Ayer tuvimos en el IESE la visita de Arthur Brooks, presidente del American Enterprise Institute, uno de los principales think-tanks de Estados Unidos. Hizo una interesante exposición sobre la felicidad, tomando estudios sociológicos y datos estadísticos, para describir qué cosas nos hacen felices. El debate posterior derivó en una reflexión centrada más en la política y en la gestión de la res publica, porque al final también según cómo se gestione una sociedad contribuirá a la felicidad de sus miembros.
Para Arthur Brooks la libre iniciativa es un factor que contribuye al desarrollo de las sociedades.

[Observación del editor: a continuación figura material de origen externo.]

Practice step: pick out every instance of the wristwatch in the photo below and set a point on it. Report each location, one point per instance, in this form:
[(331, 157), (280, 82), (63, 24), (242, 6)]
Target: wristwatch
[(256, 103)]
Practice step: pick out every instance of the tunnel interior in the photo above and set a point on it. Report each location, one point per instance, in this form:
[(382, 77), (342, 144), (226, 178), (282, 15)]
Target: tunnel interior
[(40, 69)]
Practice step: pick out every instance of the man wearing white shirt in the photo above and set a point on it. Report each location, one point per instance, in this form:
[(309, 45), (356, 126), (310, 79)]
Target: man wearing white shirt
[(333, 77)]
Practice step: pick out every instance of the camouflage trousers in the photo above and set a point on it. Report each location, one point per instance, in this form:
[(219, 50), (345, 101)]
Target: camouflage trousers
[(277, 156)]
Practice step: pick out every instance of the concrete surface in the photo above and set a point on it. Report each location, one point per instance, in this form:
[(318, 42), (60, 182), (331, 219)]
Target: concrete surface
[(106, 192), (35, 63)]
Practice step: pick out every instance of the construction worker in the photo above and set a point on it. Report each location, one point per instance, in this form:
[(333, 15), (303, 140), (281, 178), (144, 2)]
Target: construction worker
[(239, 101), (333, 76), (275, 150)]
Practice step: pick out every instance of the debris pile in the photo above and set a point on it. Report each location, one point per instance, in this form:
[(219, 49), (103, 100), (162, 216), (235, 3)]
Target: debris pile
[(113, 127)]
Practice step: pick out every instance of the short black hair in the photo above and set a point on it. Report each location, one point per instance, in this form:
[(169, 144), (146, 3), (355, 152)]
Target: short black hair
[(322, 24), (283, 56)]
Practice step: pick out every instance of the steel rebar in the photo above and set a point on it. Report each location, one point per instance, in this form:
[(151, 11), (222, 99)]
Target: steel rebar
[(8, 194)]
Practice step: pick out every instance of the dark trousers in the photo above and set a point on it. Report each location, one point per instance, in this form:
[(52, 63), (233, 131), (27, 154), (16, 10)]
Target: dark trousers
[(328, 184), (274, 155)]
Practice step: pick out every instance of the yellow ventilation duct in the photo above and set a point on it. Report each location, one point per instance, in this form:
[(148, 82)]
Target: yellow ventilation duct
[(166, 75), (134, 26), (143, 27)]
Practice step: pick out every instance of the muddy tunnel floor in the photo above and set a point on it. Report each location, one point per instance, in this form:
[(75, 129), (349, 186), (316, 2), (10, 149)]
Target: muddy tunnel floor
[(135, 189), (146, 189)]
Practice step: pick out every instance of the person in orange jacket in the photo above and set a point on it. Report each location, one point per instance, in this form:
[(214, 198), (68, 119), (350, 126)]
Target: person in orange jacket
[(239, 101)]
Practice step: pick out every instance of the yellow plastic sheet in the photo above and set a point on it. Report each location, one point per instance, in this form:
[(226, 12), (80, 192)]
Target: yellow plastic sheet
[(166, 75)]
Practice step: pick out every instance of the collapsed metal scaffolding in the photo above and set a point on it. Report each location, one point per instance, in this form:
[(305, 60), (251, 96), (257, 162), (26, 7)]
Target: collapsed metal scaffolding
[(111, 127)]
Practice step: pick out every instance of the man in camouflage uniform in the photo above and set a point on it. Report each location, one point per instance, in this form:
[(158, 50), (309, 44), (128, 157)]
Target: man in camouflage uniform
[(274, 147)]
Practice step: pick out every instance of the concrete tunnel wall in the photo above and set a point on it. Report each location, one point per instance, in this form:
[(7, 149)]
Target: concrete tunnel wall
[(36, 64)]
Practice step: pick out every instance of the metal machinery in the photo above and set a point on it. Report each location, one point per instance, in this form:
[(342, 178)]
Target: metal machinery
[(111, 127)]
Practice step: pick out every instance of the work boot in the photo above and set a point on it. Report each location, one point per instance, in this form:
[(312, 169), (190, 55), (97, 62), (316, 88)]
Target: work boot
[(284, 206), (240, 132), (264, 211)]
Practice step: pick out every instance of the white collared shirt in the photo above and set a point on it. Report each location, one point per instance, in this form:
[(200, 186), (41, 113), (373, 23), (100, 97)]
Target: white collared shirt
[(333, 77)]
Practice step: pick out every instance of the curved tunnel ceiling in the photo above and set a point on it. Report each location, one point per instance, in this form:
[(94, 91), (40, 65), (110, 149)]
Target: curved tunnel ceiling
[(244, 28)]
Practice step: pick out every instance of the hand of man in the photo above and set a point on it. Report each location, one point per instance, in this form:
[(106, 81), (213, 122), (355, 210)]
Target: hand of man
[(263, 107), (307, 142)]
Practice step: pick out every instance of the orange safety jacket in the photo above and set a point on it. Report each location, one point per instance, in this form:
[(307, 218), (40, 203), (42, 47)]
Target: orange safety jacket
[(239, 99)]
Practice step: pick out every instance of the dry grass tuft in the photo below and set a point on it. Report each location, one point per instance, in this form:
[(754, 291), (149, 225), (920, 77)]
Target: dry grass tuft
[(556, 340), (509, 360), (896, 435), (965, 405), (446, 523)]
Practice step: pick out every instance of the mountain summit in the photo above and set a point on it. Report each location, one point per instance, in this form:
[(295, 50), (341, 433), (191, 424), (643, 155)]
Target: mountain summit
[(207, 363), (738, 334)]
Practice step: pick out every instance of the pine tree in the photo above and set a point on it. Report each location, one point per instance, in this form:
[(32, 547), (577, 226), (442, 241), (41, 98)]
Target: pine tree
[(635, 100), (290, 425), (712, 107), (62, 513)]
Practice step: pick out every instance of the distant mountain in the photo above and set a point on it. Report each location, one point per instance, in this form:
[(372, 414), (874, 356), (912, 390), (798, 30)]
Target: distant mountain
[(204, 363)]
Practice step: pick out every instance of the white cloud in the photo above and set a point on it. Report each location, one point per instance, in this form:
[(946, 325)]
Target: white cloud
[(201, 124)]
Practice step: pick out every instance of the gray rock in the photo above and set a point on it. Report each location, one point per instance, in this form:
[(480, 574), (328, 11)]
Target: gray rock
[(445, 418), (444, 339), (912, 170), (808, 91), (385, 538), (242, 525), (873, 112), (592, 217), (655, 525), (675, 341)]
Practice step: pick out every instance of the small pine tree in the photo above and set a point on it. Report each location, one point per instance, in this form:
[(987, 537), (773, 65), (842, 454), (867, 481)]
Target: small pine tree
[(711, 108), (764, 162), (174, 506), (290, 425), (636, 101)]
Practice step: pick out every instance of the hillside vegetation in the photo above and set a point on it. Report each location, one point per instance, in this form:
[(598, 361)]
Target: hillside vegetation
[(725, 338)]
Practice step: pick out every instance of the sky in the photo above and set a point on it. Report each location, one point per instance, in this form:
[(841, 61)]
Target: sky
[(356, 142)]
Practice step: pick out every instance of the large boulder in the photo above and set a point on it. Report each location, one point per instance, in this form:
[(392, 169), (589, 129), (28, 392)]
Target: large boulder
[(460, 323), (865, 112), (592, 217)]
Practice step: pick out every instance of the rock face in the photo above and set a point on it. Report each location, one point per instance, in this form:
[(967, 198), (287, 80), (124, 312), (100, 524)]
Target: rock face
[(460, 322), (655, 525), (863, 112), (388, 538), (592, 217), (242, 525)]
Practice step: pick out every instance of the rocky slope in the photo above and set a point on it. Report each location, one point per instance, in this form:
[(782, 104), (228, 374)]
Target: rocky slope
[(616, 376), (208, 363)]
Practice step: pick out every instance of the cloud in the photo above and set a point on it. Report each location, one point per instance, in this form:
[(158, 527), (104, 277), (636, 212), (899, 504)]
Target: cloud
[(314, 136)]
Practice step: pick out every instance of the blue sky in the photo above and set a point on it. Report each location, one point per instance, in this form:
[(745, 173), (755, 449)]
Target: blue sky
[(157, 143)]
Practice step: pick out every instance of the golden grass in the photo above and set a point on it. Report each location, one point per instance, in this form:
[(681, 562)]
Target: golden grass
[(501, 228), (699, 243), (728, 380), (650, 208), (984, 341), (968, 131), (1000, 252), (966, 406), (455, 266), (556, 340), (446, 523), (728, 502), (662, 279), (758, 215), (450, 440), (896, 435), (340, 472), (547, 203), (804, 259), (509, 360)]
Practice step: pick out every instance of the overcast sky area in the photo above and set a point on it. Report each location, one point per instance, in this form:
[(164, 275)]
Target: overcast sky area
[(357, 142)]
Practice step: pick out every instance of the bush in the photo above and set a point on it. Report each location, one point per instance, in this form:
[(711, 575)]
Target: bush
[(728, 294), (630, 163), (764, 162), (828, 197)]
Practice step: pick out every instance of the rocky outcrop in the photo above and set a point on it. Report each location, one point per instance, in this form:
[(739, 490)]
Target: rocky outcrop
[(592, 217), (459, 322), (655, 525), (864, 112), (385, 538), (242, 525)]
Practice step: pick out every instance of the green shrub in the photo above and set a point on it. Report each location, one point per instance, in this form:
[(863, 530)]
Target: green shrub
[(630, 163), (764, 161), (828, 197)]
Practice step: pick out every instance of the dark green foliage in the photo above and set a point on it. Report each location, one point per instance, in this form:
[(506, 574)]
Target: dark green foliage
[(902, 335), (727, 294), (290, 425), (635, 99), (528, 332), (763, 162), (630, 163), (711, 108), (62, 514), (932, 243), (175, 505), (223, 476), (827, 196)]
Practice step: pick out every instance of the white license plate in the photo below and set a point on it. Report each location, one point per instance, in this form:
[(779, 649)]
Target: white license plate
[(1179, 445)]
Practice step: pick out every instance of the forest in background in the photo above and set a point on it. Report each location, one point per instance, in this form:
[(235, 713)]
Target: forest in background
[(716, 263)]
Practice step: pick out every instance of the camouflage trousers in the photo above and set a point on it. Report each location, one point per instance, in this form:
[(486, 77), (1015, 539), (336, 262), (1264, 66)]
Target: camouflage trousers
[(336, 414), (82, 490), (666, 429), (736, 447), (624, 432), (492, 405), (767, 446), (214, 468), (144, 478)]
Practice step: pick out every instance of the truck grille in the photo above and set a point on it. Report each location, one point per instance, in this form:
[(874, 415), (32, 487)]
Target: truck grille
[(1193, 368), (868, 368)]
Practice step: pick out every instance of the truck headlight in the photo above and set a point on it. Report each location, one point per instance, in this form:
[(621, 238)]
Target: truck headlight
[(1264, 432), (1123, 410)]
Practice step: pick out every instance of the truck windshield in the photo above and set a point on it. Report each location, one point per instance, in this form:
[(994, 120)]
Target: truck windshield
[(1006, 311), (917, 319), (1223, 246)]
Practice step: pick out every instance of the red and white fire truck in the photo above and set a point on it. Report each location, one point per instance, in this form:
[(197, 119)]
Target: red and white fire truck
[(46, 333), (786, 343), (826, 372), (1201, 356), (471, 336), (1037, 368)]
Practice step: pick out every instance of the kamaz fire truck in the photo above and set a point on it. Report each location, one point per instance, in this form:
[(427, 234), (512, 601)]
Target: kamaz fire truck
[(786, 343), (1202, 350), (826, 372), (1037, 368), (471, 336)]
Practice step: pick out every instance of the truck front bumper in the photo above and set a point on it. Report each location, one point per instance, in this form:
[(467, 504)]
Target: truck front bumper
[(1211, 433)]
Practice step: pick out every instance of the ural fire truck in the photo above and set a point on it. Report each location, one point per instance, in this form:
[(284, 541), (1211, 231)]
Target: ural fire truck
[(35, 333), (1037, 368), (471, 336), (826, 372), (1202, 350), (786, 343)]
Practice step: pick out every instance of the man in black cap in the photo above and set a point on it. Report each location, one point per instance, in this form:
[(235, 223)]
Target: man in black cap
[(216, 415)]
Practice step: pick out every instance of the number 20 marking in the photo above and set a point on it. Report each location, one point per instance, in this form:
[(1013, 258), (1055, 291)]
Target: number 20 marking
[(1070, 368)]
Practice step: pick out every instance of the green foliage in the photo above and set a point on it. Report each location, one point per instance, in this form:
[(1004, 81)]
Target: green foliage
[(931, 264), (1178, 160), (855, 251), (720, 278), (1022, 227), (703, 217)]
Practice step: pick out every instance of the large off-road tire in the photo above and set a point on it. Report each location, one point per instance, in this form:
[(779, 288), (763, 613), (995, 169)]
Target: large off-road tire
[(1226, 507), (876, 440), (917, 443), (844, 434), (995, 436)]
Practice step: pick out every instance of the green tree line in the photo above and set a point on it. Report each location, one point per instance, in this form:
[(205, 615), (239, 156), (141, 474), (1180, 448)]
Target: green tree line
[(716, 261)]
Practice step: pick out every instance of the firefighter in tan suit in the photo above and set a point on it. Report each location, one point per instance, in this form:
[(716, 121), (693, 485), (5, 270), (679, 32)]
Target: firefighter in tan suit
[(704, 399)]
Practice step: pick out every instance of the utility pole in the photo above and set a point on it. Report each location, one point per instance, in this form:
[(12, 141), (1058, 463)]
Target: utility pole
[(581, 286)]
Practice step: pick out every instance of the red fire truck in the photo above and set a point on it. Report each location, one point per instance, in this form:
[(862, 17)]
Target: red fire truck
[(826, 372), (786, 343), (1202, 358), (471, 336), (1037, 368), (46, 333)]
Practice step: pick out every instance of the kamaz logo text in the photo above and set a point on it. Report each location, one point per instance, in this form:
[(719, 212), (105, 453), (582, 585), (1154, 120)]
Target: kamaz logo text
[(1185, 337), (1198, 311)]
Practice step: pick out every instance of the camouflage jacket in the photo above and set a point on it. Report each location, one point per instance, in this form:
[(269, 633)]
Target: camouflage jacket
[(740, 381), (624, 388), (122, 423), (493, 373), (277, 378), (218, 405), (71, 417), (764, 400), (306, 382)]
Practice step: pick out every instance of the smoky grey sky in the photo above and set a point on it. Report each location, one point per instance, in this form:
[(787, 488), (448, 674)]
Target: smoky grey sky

Pero no debemos caer en un capitalismo salvaje que todo lo fíe al mercado, sino que es necesario un cierto poder político que asegure una protección mínima a los más desfavorecidos, por ejemplo en temas relacionados con la educación, la sanidad, etc.
Para que una sociedad –y eso ya son ideas mías– funcione de una forma justa, es necesario que se combinen adecuadamente dos principios básicos: el principio de subsidiariedad, que es un principio que se apoya en la libertad, y favorece la iniciativa privada, a todos los niveles de la sociedad; y el principio de solidaridad, que busca el bien común, y, como tal, da primacía al bienestar de todos frente al interés propio. Lo que hace más interesante y más complicado el tema es que en la práctica estos dos principios no pueden darse el uno sin el otro, si no queremos caer en reduccionismos igualmente dañinos para la convivencia social:
- Cuando se da la subsidiariedad –es decir, la libertad y la iniciativa individual– sin solidaridad –es decir, sin pensar en el bien de todos–, se cae en un liberalismo egoísta, que fomenta el propio interés por encima de lo que es bueno para la sociedad.
- Por el contrario, cuando se da la solidaridad sin subsidiariedad, es decir, cuando se da importancia al bien de todos a costa de negar la libertad de cada uno, se cae en posturas intervencionistas, donde quien tiene el poder es quien acaba determinando lo que es bueno para todos.
Fijémonos, por ejemplo, en los distintos movimientos anti-sistema que han surgido a raíz de la crisis: “Occupy Wall Street”, “el 15-M”, Syriza, Podemos… Todos estos movimientos nacen de una reacción ante el funcionamiento del sistema económico que deja a una parte de la población fuera del sistema de bienestar (falta de solidaridad) por unas conductas individuales que ponen el bienestar personal y el interés propio por encima del interés colectivo (libertad mal entendida). Subsidiariedad sin solidaridad. La reacción de estos movimientos es la de crear un Estado más fuerte (negar la subsidiariedad) que tenga mayor capacidad de repartir los recursos entre todos con especial protección de los más desfavorecidos (fomentar la solidaridad). Solidaridad sin subsidiariedad. Aunque estos movimientos en la parte crítica puedan tener mucha razón –y por eso atraen tanto descontento y malestar–, en lo que proponen están tan equivocados como aquello que critican, porque unos y otros tienen una visión negativa de la libertad individual: piensan que la libertad individual sólo puede usarse en beneficio propio. A los liberales ya les va bien, a los intervencionistas les molesta. Pero los dos están equivocados, porque la libertad individual (subsidiariedad) adquiere su sentido más pleno cuando se interesa por el bien de los demás (solidaridad)
Por eso –al menos, o también, desde el punto de vista ideológico– estos movimientos populistas y anti-sistema no son alternativas realistas a un sistema que tiene mucho de criticable. Y la prueba de ello está en que cuando alcanzan el poder o se radicalizan (Venezuela), o se diluyen (¿Syriza?). La solución está en buscar un equilibrio entre subsidiariedad y solidaridad: libertad pensando en el bien de todos.